Making more room in the garage ? Or more places to put stuff.

The Beginning of The Shed




It is quite possible I am a hoarder. As long as Krissy's car can fit in the garage then the rest of the space is mine right? Wrong! It turns out the whats mine is mine and whats yours is mine rule still applies. I have a mess to clean up. With the work that I do, I often take apart many homes and am told to just throw things away. I have a hard time throwing away stuff that I find may be useful. With that I will show you how I built a $10,000 shed for a fraction of the cost. On this house that we were chasing dry rot and redoing decks, windows, doors and cedar siding; we removed about 2200 sqft of redwood. This redwood came home with me. Along with some cedar beams and other random wood. 

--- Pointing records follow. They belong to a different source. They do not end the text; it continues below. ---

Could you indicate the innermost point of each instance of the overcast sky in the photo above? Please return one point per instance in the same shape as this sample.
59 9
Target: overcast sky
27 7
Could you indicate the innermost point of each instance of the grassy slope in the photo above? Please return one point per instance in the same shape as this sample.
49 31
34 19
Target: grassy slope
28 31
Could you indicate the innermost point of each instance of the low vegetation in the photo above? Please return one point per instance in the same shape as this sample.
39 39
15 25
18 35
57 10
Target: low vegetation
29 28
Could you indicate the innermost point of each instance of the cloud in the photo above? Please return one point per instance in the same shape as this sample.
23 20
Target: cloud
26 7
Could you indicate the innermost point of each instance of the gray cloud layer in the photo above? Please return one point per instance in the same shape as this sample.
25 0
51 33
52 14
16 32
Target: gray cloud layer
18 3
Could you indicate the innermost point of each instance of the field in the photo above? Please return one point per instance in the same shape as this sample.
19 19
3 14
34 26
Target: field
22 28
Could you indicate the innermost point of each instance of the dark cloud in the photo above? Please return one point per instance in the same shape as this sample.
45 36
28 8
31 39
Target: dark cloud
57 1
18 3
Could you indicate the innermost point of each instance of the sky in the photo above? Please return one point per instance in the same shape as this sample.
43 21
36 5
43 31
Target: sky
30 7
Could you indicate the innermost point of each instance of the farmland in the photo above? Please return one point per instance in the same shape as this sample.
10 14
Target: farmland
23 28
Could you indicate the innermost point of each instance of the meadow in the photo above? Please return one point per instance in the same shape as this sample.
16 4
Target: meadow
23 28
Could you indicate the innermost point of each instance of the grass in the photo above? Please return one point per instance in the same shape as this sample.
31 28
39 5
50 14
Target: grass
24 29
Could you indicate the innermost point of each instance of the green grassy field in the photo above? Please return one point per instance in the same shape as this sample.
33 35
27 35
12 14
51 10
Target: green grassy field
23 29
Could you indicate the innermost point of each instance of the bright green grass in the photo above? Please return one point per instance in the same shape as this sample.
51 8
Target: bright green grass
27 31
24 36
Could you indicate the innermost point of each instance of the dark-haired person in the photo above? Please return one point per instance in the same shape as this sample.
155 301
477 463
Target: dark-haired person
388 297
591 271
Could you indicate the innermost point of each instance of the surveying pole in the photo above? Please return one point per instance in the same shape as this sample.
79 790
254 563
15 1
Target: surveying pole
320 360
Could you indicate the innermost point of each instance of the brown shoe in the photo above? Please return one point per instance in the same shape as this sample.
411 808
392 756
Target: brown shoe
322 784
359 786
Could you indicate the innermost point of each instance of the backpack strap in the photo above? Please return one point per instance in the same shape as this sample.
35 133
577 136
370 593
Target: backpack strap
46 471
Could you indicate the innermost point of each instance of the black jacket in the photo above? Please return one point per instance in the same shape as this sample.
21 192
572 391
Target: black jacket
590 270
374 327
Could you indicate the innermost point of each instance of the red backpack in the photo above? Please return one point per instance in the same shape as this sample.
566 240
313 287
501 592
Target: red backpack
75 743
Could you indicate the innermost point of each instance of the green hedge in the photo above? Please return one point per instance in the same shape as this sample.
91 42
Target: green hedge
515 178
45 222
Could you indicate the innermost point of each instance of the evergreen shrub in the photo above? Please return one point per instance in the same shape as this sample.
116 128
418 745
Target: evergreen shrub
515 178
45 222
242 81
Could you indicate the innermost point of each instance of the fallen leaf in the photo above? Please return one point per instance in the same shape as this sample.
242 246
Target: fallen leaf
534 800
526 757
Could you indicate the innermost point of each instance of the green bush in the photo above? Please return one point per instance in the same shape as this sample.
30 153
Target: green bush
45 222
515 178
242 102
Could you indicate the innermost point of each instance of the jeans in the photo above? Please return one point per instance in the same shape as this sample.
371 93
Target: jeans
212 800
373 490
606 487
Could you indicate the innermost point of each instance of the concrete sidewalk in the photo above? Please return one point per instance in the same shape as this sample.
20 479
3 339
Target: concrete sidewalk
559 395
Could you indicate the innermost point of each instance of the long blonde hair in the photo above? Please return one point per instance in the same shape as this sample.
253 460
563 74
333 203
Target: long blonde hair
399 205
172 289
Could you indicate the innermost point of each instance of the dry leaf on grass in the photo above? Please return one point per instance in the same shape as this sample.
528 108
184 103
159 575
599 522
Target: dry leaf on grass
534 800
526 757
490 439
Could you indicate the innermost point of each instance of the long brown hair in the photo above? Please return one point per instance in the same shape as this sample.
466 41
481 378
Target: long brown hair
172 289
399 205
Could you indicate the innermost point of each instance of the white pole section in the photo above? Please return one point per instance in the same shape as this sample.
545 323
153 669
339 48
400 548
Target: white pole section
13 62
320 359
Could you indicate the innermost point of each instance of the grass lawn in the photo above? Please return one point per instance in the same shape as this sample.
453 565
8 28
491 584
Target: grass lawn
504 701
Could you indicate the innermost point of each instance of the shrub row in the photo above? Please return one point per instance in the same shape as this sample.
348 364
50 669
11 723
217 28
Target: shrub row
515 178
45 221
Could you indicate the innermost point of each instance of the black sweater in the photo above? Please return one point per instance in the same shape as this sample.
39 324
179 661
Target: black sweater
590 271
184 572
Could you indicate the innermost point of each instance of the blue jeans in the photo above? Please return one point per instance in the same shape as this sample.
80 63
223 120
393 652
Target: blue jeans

 I checked with the county before I began to make sure I stayed with in the limit of square footage to insure that I didn't need a permit. That Square footage is 200 sqft. I went 12x16 on my shed which equals 198 sqft.  I then checked with all zoning laws for my area to make sure the shed was in compliance. 3' from each lot line.After confirmation I Ran some string lines, set level lines, and found  square. I then set all my foundation blocks. the lot has a slight slope so you can see where my depths change on the blocks. 


I took the redwood and cut them to length. I framed the entire floor out of the redwood. Since it is so close to the ground and it was free. What better wood to use than one that is used commonly in the weather. 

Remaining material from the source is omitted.